Let's build a polling client on top of the AirflowClient we made earlier. The key points are to (1) clearly distinguish terminal states (success/failed), (2) set a timeout to prevent waiting forever, and (3) add a little backoff to the polling interval.

import time
import uuid
 
TERMINAL = {"success", "failed"}
 
def trigger_and_wait(client, dag_id, conf=None,
                     poll_interval=5, timeout=1800):
    # 1) Trigger — specifying run_id yourself makes tracking easy
    run_id = f"ext__{uuid.uuid4().hex[:12]}"
    client.post(
        f"/api/v2/dags/{dag_id}/dagRuns",
        json={"dag_run_id": run_id, "conf": conf or {}},
    )
 
    # 2) Poll until a terminal state
    deadline = time.time() + timeout
    while time.time() < deadline:
        run = client.get(f"/api/v2/dags/{dag_id}/dagRuns/{run_id}")
        state = run.get("state")
        if state in TERMINAL:
            if state == "failed":
                raise RuntimeError(f"DAG run {run_id} failed")
            return run  # success
        time.sleep(poll_interval)
 
    raise TimeoutError(f"DAG run {run_id} did not finish within {timeout}s")

There are practical caveats when using this pattern. If you set the polling interval too short (under a second), you put unnecessary load on the API server; if you set it too long, responses get delayed. A few seconds to a few tens of seconds is usually fine. And always put a timeout and failure handling (alerting/retries) on the calling side. Some DAGs can run for hours, and if the client sits blocked the whole time, that system will die first. For longer workflows, having the DAG's last task fire a webhook to the outside (the callback pattern from Part 8) is cleaner than polling.

Security: Don't Take Tokens and Permissions Lightly

Opening the REST API means you've created "a door through which the pipeline can be moved without a code deploy." That door must be locked.

• Token management: Use JWTs as short-lived tokens with an expiry, and inject them from a secrets manager. Never leave them in Git, logs, or URLs. Issue a separate account/token per external system so audit logs can distinguish who did what.
• RBAC least privilege: Airflow provides role-based access control.
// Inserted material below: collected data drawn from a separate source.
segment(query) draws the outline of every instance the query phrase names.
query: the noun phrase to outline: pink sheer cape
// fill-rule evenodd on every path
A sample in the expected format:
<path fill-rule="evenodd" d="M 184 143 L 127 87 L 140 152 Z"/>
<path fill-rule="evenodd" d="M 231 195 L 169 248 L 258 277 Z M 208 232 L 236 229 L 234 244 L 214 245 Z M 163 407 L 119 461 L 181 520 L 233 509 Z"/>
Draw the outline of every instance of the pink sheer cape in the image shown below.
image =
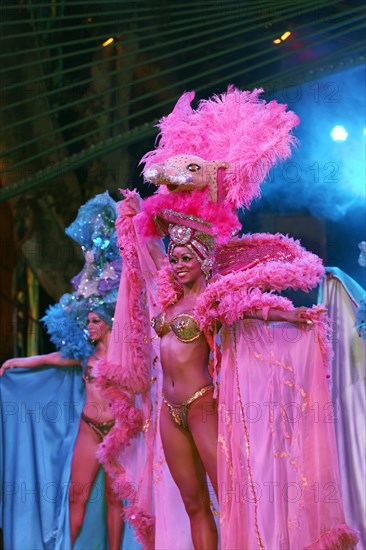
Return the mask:
<path fill-rule="evenodd" d="M 140 239 L 138 217 L 134 222 L 122 220 L 119 226 L 124 258 L 120 296 L 108 361 L 99 372 L 99 383 L 114 398 L 117 422 L 99 456 L 114 476 L 120 497 L 129 499 L 125 517 L 144 548 L 189 549 L 188 517 L 159 435 L 159 342 L 148 324 L 161 308 L 157 271 Z M 172 296 L 168 280 L 166 292 Z M 261 295 L 276 298 L 260 291 L 253 307 Z M 281 300 L 279 307 L 291 307 Z M 316 315 L 309 331 L 240 318 L 223 328 L 221 548 L 354 546 L 357 537 L 344 524 L 339 493 L 327 350 L 325 327 Z"/>
<path fill-rule="evenodd" d="M 222 548 L 352 548 L 326 378 L 324 327 L 247 320 L 222 333 Z M 324 348 L 323 348 L 324 349 Z"/>

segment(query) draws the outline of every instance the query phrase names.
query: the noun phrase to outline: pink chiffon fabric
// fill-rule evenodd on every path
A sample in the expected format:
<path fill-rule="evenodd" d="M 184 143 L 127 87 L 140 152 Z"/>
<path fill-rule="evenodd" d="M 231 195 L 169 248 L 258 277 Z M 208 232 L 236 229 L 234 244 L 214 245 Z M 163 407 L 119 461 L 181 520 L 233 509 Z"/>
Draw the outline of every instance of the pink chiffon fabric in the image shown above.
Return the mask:
<path fill-rule="evenodd" d="M 222 548 L 352 548 L 317 323 L 240 321 L 222 333 Z"/>
<path fill-rule="evenodd" d="M 99 372 L 106 394 L 116 396 L 117 422 L 99 456 L 118 494 L 129 499 L 125 517 L 143 547 L 188 550 L 193 548 L 188 516 L 159 434 L 159 340 L 147 324 L 160 310 L 158 274 L 140 238 L 138 217 L 122 229 L 128 237 L 114 337 Z M 238 320 L 223 327 L 221 339 L 221 548 L 352 548 L 357 539 L 344 524 L 323 324 L 300 330 Z"/>

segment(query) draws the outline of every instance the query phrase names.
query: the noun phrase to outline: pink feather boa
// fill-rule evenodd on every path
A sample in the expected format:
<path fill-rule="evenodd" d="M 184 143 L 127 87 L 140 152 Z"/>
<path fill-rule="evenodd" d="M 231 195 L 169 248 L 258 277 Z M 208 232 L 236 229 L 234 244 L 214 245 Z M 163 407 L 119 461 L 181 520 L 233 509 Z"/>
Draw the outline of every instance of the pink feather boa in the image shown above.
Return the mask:
<path fill-rule="evenodd" d="M 321 535 L 316 542 L 304 550 L 344 550 L 345 548 L 354 548 L 357 541 L 356 532 L 348 525 L 341 524 Z"/>
<path fill-rule="evenodd" d="M 307 252 L 297 241 L 281 235 L 251 235 L 257 242 L 285 240 L 294 254 L 294 260 L 262 262 L 249 269 L 230 273 L 208 285 L 197 301 L 197 314 L 201 328 L 207 328 L 213 319 L 231 324 L 241 319 L 243 312 L 253 308 L 276 307 L 291 309 L 289 300 L 269 294 L 287 288 L 307 291 L 314 288 L 324 275 L 321 260 Z"/>
<path fill-rule="evenodd" d="M 161 237 L 154 218 L 164 209 L 197 216 L 210 223 L 212 230 L 207 232 L 214 235 L 218 243 L 228 241 L 233 232 L 239 231 L 241 228 L 238 217 L 230 205 L 223 206 L 212 202 L 206 191 L 196 190 L 170 194 L 158 193 L 145 199 L 142 213 L 138 216 L 141 235 Z"/>
<path fill-rule="evenodd" d="M 183 295 L 182 285 L 174 277 L 173 269 L 167 258 L 163 267 L 160 268 L 156 290 L 158 302 L 163 310 L 175 304 Z"/>
<path fill-rule="evenodd" d="M 144 282 L 134 246 L 134 227 L 132 218 L 120 216 L 116 222 L 118 245 L 123 258 L 123 270 L 130 283 L 129 301 L 131 305 L 132 322 L 130 334 L 148 334 L 149 325 L 146 319 L 145 308 L 141 296 L 144 293 Z M 120 327 L 113 327 L 114 331 Z M 115 337 L 121 336 L 117 333 Z M 109 388 L 111 384 L 123 387 L 134 393 L 144 393 L 150 387 L 150 352 L 148 343 L 143 338 L 134 338 L 131 346 L 132 362 L 135 366 L 131 372 L 121 368 L 121 365 L 112 362 L 101 362 L 98 366 L 98 377 L 102 387 Z"/>
<path fill-rule="evenodd" d="M 131 218 L 119 217 L 116 223 L 118 244 L 123 258 L 123 269 L 129 281 L 131 307 L 131 334 L 148 334 L 149 325 L 143 305 L 144 283 L 137 251 L 134 246 L 134 228 Z M 144 548 L 154 547 L 154 518 L 134 504 L 131 498 L 132 480 L 126 478 L 119 455 L 130 441 L 143 429 L 143 413 L 134 406 L 134 394 L 144 394 L 150 389 L 150 351 L 144 338 L 136 338 L 130 350 L 131 369 L 110 361 L 100 361 L 96 366 L 97 384 L 111 404 L 115 425 L 99 445 L 97 456 L 106 472 L 114 479 L 114 489 L 119 499 L 131 499 L 125 507 L 124 518 L 135 527 L 137 540 Z"/>

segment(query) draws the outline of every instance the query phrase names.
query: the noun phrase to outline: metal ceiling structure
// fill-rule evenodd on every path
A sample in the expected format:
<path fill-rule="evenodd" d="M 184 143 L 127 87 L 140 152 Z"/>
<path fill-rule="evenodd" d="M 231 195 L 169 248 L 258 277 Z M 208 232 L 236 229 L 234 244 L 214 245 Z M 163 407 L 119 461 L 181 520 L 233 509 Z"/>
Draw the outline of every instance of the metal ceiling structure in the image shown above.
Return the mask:
<path fill-rule="evenodd" d="M 365 62 L 356 1 L 19 0 L 1 12 L 0 200 L 154 135 L 185 90 L 273 89 Z"/>

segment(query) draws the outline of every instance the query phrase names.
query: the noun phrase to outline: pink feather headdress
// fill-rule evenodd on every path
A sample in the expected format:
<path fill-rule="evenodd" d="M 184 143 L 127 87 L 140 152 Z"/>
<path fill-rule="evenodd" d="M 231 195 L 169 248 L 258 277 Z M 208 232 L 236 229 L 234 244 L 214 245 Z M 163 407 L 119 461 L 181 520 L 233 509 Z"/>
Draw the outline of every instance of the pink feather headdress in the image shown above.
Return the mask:
<path fill-rule="evenodd" d="M 211 226 L 207 232 L 214 236 L 218 243 L 227 242 L 241 229 L 236 212 L 229 205 L 223 208 L 222 205 L 210 201 L 204 191 L 195 190 L 192 193 L 189 191 L 177 194 L 158 193 L 145 199 L 142 203 L 142 212 L 139 214 L 140 231 L 143 236 L 161 236 L 156 218 L 162 210 L 172 210 L 201 218 Z"/>
<path fill-rule="evenodd" d="M 270 168 L 289 157 L 297 142 L 291 132 L 298 116 L 277 101 L 266 103 L 262 92 L 230 86 L 227 93 L 200 101 L 196 110 L 190 105 L 194 92 L 183 94 L 158 124 L 158 145 L 141 160 L 144 172 L 177 155 L 226 163 L 219 195 L 235 208 L 248 207 Z"/>

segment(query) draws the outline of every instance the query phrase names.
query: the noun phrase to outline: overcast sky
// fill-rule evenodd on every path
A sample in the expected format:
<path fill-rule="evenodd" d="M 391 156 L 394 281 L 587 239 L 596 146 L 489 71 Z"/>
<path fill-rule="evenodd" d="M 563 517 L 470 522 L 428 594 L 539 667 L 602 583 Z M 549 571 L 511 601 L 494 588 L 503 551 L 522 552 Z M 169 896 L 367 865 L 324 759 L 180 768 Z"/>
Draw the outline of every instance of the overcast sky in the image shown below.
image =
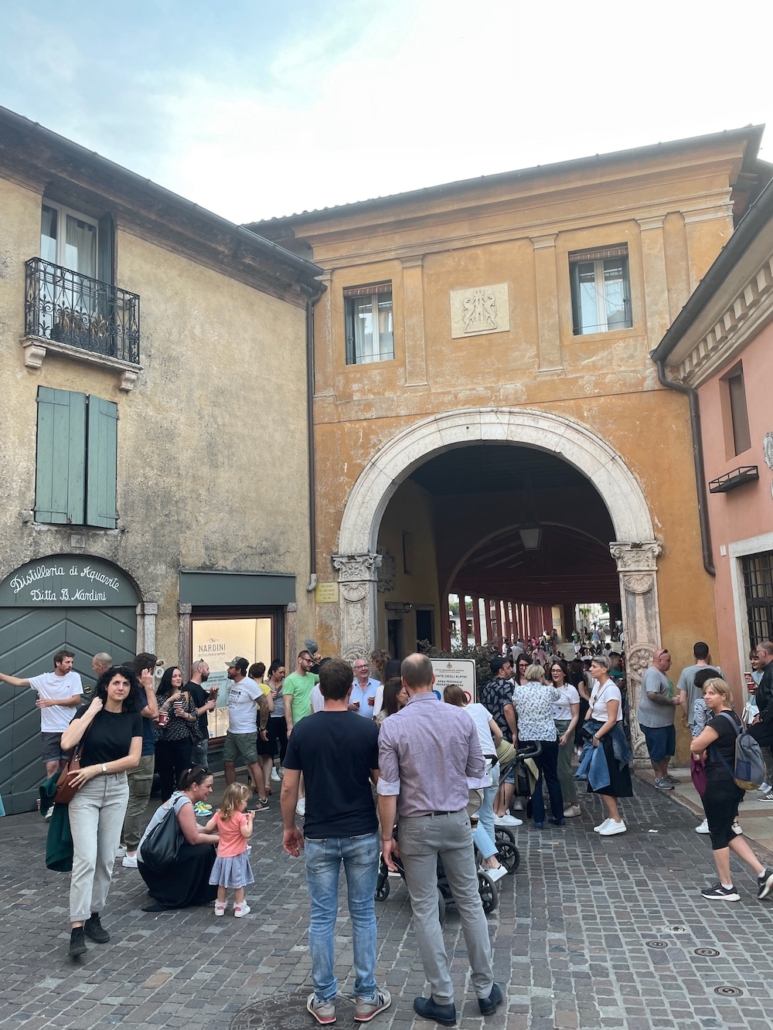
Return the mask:
<path fill-rule="evenodd" d="M 0 104 L 245 222 L 773 123 L 772 11 L 0 0 Z"/>

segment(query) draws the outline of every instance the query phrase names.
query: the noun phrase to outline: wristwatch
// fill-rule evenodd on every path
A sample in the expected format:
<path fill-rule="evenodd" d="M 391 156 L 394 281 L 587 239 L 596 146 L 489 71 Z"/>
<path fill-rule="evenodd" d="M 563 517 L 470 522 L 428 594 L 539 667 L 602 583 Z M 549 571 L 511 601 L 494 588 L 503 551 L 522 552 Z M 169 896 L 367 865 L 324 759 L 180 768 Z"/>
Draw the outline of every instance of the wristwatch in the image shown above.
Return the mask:
<path fill-rule="evenodd" d="M 102 763 L 102 772 L 103 772 L 103 773 L 106 773 L 106 772 L 107 772 L 107 762 L 103 762 L 103 763 Z"/>

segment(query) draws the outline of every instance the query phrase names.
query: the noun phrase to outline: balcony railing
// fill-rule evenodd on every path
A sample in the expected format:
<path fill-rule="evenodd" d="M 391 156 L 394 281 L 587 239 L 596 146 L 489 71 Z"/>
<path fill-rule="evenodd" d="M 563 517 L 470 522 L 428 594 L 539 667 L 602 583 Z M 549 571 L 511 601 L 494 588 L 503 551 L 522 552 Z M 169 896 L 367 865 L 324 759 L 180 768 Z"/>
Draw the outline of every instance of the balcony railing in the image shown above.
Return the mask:
<path fill-rule="evenodd" d="M 139 365 L 140 298 L 42 258 L 30 258 L 25 335 Z"/>

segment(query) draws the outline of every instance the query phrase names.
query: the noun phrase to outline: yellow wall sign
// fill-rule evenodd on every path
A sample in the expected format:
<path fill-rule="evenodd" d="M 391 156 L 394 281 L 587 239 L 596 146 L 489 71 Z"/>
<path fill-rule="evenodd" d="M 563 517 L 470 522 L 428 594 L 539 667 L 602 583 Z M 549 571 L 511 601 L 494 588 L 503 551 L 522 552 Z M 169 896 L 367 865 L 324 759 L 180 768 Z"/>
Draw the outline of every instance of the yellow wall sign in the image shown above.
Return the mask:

Don't give an account for a "regenerate report button" admin rights — grant only the minimum permission needed to trigger that DAG. If you give a client that only needs to trigger the ability to write Variables or read Connections, then the moment that token leaks, everything is exposed.
• Protecting the transport layer: Put TLS in front of the API server (HTTPS) and, where possible, narrow it further with an internal network/VPN/IP allowlist.

Wrap-up

Airflow 3's REST API is no longer a side feature but a proper gateway connecting the outside world to your pipelines. To summarize:

• The old experimental API is gone, unified into a single stable REST API on the API server + JWT.
• Triggering is creating a DAG Run, parameters are conf/Params, and turning on/off is an is_paused PATCH.
• Schedules in code, behavior parameters in Variables — this boundary preserves traceability and GitOps.
• If you need synchronous execution, trigger then poll state (timeout and failure handling are mandatory); for long jobs, a webhook is better.
• Tokens, RBAC, and TLS are not optional — they're the baseline.

For exact endpoint paths and payload schemas, check the official REST API reference for the version you're running. In the next part, Monitoring & Operations, we cover how to observe the runs you triggered this way and set up alerts.